Àngel Velasco es un genio. Es un hombre inteligente y generoso, por eso le está yendo tan bien, y por supuesto estoy de acuerdo con su afirmación. Además, siendo sinceros, el jamón es un producto que se vende todo el año, en cambio, el turrón hasta hace no tanto estaba muy vinculado únicamente a la Navidad, y en Torrons Vicens han sido capaces de desestacionalizarlo. Nosotros también hemos sido transgresores e innovadores, pero con un producto más fácil de vender durante todo el año y que inevitablemente triunfa entre turistas, porque es uno de los iconos de nuestro país.
Además, el éxito también depende de quién te rodea, y yo me he rodeado de genios como Àngel. Cuando te rodeas de genios y aprendes a escucharlos, es imposible no crecer. Ya se dice: somos la mezcla de las cinco personas que más nos influyen, nuestro entorno tiene un impacto brutal sobre nosotros mismos.
¿Y qué me puede decir de Badalona, el entorno que comparte con tantas otras empresas como las que se hallan en esta zona?

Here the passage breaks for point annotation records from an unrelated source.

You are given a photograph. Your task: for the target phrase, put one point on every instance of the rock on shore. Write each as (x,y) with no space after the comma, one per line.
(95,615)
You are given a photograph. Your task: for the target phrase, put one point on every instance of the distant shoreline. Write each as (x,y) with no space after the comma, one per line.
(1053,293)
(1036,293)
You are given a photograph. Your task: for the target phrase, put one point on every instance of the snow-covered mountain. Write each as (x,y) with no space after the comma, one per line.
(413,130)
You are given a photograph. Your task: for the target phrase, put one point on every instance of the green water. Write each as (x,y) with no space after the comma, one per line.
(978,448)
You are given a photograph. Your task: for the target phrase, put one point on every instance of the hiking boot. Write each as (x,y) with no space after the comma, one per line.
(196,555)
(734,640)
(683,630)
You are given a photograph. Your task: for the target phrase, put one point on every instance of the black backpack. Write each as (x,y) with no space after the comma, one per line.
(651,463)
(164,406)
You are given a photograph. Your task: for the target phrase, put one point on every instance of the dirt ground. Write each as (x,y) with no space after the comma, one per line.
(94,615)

David, no sé si usted ha viajado mucho, pero vivimos en el paraíso. Y poblaciones vecinas como Santa Coloma, Montgat, Sant Adrià, Hospitalet, etcétera, se están empezando a quitar los complejos, y están atrayendo a personas y a talento del mundo entero. Tenemos un territorio privilegiado, con playa, montaña y todos los ingredientes necesarios para conseguir el éxito a todos los niveles: el empresarial, pero también el vital, el de poder crear una familia en un sitio bello y de paz, a pesar de los problemas que pueda tener, que tampoco los podemos obviar, y con una democracia, una democracia mejorable, pero que no todo el mundo tiene.